LITTLE ROCK -- An estimated 150 people were exposed to measles in the Little Rock area from January 9-11, 2018. This includes people on the United Airlines Flight 5314 from Chicago to Little Rock on January 10, people in the UAMS emergency department on Wednesday, Jan. 10, from 4:30 p.m. to 12:30 a.m. Thursday, Jan. 11, or on Thursday, Jan. 11 from 10 a.m. to 2 p.m., and a few other close contacts to the patient while the patient was contagious.

An exposed person is very unlikely to get measles if they had laboratory confirmed illness in the past, if they have had a single measles, mumps, and rubella (MMR) shot, or if they were born before 1957 (when all children were thought to have been exposed to measles). Health care workers are expected to have two MMR doses.

Because the measles virus is highly infectious, the Arkansas Department of Health (ADH) is providing guidance so that exposed people and health care providers can minimize the risk of infection to others. The incubation period (the time from exposure to the measles to the development of symptoms) is typically 8-12 days but can be as short as 5 days or as long as 21 days. In exposed people treated with immune globulin the incubation period can be 28 days.

Through Feb. 1, and possibly longer if the ADH sees secondary cases, health care providers should be on the lookout for measles. Symptoms of measles include a runny nose, high fever, red eyes, rash and cough.

People who were on United flight 5314, or in the UAMS emergency department during the hours stated above, should call their doctor before they enter a doctor’s office for medical care – even if the care is routine and thought to be unrelated to measles. Providers should place a mask on the patient and remove them from common waiting areas. Rapid screening should be conducted for measles, and the person should be placed on airborne isolation until the appropriate workup can be completed.

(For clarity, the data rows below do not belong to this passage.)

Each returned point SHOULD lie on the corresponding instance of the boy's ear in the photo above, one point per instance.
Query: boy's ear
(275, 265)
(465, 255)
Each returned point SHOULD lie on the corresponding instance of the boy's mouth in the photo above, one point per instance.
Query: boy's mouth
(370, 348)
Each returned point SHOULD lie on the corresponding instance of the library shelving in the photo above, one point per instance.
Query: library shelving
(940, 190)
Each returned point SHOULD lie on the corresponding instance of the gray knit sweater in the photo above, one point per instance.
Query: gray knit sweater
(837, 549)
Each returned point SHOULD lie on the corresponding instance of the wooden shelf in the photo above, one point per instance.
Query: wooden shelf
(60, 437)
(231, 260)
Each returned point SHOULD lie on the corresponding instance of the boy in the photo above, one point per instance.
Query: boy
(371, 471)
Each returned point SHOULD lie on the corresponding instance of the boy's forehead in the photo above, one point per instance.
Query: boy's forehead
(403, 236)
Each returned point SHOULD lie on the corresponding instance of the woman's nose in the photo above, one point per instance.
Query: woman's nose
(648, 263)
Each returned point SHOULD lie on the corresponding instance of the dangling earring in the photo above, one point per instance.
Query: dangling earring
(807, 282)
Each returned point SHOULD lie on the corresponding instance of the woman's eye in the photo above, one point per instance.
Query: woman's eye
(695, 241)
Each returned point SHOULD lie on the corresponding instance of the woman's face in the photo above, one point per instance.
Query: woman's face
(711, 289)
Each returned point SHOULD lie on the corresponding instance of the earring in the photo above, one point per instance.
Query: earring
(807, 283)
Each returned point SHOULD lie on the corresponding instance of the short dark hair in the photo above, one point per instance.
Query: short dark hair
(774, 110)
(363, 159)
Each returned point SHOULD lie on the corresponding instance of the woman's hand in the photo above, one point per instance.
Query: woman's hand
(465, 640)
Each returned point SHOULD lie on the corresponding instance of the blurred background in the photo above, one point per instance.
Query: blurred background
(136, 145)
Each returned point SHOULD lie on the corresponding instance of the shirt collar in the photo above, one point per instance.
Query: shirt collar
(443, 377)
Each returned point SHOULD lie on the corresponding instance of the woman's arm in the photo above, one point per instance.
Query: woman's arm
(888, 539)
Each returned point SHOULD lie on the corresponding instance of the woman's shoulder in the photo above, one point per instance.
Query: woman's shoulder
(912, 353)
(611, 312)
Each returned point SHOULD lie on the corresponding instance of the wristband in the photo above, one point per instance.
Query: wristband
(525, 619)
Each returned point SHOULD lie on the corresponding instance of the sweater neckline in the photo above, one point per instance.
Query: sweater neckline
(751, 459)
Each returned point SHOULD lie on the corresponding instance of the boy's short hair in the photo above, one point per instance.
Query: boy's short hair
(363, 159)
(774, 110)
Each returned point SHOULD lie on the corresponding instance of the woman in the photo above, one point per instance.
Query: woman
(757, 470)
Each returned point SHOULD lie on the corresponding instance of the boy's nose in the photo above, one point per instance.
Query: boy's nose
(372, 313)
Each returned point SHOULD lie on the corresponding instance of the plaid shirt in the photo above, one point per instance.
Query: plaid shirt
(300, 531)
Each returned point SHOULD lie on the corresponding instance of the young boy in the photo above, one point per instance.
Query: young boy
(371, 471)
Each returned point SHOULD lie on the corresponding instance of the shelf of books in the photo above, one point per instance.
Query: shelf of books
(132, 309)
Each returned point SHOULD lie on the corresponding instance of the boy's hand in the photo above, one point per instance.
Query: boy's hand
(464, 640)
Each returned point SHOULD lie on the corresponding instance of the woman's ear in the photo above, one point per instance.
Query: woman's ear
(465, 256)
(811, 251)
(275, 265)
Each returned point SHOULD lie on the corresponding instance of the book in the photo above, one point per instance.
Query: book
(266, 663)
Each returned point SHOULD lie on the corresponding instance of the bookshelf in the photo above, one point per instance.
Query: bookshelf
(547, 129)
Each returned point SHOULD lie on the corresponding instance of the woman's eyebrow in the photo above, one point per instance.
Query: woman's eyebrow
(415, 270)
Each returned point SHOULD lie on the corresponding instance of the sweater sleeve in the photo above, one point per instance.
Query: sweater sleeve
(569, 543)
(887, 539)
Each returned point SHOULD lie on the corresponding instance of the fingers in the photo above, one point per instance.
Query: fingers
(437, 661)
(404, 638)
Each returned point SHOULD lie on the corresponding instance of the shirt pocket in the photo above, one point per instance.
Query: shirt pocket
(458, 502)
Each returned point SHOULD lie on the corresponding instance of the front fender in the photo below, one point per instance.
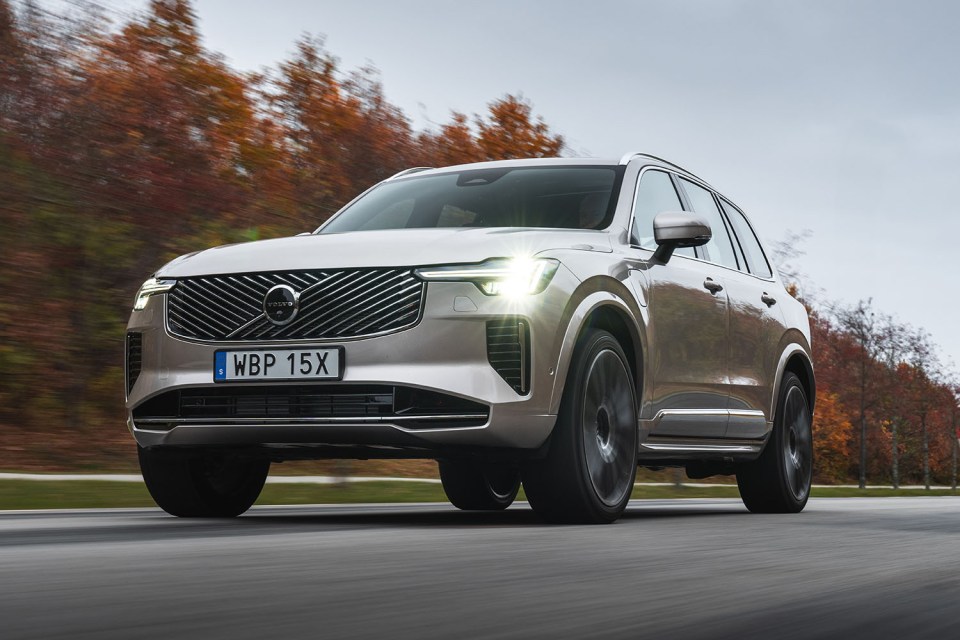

The ADH urges people outlined above with symptoms consistent with measles to be tested. Providers may contact the ADH Public Health Laboratory if they need assistance with measles testing (PCR of nasopharyngeal swabs) for exposed patients. Providers interested in ADH testing should call 501-537-8969 to discuss with a communicable disease nurse. As this situation evolves, additional updates will be provided.